- Directed by: Hooroo Jackson
- Release date: July 26, 2024;
- Running time: 87 minutes
- Country: United States
- Language: English
- Budget: $405

= DreadClub: Vampire's Verdict =

2024 American AI-generated animated film

DreadClub: Vampire's Verdict is a 2024 American animated film directed by Hooroo Jackson. It is the first AI animated feature film and the first AI anime feature film. It premiered on July 3, 2024 and was released on July 26, 2024 on Prime Video, receiving a Blu-ray release on August 31, 2024.

==Premise==
Sophomore Betty Gray's romance with Duchamps De Ve, the leader of the banned occult group Dread Club, spirals out of control when a rival from his past accuses him of being a vampire. As Duchamps fights to clear his name in court, Betty must race to prove his innocence, while facing an onslaught of hate from those who brand him as a monster.

==Production==
The film was made entirely by Jackson, directing the film for $405 between February and July 2024 using only AI technology for sound, music, performances, imagery and animation, using AI as a writing partner. Several sequences utilized AI editing with LLM-dictated paper edits.
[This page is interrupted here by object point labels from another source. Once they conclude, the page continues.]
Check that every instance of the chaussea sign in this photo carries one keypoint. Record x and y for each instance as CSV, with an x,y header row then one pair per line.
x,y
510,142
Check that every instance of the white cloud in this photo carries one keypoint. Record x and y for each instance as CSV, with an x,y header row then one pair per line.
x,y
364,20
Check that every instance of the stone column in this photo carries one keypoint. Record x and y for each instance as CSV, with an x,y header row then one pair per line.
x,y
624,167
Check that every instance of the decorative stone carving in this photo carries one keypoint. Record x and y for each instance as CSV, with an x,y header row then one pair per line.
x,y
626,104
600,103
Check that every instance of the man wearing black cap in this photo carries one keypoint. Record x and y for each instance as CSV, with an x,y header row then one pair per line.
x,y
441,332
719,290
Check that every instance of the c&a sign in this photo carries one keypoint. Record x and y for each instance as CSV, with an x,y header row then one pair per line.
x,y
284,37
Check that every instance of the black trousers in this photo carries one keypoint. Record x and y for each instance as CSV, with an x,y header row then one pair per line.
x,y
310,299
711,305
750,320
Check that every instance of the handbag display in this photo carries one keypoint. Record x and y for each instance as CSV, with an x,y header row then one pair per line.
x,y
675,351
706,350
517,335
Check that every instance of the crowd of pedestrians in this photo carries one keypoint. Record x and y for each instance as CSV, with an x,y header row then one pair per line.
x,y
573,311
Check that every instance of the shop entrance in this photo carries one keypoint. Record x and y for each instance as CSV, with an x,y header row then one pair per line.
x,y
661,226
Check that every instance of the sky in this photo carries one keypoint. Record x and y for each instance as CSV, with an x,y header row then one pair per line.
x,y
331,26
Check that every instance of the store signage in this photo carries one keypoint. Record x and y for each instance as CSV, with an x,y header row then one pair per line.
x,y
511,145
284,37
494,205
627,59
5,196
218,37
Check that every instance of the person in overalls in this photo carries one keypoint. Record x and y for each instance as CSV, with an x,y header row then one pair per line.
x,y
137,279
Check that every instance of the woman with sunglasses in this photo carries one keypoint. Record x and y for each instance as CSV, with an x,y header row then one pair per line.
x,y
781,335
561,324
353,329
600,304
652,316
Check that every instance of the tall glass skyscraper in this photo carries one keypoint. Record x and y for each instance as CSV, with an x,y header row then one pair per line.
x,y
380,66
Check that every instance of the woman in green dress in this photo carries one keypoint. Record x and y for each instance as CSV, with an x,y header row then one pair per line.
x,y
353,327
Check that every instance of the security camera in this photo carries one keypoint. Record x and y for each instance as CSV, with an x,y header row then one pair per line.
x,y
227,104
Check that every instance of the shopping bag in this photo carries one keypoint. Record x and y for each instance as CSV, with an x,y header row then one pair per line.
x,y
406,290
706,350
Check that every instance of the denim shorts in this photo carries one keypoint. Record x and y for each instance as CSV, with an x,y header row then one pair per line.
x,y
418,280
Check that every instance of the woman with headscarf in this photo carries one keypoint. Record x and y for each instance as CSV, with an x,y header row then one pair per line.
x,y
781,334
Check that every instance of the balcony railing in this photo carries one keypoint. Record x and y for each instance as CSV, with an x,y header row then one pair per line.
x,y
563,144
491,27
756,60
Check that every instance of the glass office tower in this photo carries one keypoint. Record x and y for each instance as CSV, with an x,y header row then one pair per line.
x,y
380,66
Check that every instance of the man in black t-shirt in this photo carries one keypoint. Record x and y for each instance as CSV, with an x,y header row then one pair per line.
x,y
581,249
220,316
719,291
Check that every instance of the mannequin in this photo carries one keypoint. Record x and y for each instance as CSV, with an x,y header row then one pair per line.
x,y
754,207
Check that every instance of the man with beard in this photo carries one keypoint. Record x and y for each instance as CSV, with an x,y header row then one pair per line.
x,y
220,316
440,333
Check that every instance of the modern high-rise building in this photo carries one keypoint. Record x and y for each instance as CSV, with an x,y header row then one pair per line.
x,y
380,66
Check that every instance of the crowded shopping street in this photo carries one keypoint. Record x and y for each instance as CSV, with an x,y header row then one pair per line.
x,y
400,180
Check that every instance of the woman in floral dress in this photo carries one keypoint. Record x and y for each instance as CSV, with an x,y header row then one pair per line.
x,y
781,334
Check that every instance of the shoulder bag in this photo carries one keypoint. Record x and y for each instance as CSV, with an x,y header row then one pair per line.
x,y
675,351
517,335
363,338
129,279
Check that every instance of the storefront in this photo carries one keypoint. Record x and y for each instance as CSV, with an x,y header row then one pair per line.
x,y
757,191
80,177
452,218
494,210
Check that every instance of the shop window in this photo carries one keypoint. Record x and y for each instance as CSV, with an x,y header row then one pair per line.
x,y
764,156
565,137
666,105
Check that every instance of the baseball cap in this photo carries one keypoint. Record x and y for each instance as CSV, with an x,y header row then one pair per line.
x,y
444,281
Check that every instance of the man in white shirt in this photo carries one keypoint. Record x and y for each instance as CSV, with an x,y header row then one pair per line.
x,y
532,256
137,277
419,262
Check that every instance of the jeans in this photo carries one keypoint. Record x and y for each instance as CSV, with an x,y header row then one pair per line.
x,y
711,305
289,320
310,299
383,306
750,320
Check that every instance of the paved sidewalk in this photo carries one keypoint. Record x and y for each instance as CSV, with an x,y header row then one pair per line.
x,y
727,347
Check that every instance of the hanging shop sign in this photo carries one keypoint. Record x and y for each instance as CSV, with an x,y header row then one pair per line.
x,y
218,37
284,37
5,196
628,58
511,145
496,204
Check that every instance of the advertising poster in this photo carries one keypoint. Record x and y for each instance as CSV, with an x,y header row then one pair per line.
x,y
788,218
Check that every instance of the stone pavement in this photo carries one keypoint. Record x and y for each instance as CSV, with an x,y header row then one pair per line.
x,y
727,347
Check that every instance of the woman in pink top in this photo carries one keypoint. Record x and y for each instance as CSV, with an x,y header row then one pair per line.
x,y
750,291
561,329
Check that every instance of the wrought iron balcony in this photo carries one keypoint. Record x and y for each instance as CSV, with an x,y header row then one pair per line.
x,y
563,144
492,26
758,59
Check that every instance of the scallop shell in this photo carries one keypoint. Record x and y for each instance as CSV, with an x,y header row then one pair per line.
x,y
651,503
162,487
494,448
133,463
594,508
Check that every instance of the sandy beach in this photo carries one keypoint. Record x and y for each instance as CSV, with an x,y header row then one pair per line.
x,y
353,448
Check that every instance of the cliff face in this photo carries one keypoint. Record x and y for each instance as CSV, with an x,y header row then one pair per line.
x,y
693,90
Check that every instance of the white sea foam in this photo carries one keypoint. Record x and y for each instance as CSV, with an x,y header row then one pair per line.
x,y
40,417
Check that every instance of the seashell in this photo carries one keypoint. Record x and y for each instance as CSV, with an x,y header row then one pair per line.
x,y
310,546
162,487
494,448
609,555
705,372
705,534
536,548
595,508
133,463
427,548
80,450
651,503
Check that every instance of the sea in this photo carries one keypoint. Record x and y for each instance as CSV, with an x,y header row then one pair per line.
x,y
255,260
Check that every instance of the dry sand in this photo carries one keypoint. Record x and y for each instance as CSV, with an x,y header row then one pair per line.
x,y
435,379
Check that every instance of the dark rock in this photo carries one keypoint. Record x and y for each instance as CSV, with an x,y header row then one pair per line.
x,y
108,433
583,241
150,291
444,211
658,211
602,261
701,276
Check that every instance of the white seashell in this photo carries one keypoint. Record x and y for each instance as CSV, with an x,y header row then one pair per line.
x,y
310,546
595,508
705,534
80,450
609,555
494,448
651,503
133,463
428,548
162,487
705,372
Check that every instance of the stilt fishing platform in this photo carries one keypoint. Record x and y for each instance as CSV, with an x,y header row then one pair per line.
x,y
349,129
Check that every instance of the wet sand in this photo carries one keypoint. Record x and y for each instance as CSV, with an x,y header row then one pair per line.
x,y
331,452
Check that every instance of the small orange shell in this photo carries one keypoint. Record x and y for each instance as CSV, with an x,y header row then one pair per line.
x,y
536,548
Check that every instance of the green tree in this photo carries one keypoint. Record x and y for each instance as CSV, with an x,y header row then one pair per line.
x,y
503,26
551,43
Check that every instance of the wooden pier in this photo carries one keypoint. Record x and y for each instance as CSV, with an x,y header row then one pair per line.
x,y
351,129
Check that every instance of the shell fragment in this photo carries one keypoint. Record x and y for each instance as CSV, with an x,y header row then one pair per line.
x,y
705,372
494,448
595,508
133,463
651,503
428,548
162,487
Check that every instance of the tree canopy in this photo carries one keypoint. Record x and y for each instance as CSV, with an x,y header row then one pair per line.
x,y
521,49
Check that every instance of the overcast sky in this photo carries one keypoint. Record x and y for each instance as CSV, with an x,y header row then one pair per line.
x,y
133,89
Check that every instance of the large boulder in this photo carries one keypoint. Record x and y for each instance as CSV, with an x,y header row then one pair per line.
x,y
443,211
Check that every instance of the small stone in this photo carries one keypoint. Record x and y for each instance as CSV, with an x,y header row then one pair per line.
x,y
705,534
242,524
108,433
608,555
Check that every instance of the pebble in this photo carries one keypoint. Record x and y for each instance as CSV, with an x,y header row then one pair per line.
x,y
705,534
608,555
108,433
Jackson documented the production in a self-published ebook, Artificial Imagination: The Making of "DreadClub" (2024). The book presents his LLM prompts during the six-month production of the film.

==Release==
The film was released July 26, 2024.

==Reception==
Rotten Tomatoes lists three professional reviews, two of which are positive. Martin Carr wrote, "DreadClub: Vampire's Verdict is an animated A.I. feature film that takes movie making to another level. Writer-director Hooroo Jackson has fashioned something unique with this Gothic horror romance, that not only feels cinematic, but proves to be truly engaging." Bobby LePire of Film Threat praised the film, writing, "This is an intriguing first step into the potential of artificial intelligence in filmmaking. More importantly, it highlights Jackson as a talented filmmaker with style." William Schwartz of Book & Film Globe criticized the film’s storytelling and pace, stating, "The characters never, ever stop talking. Not even to take a breath." Film critic Ronak Kotecha also noted the excessive dialog, and says "Odd detours to the main story detract from the film somewhat while the absence of actual flesh-eating vampires is a mystery. Yet, on the whole, the viewer is assured of an engaging pageant of myth, mystery and melodrama."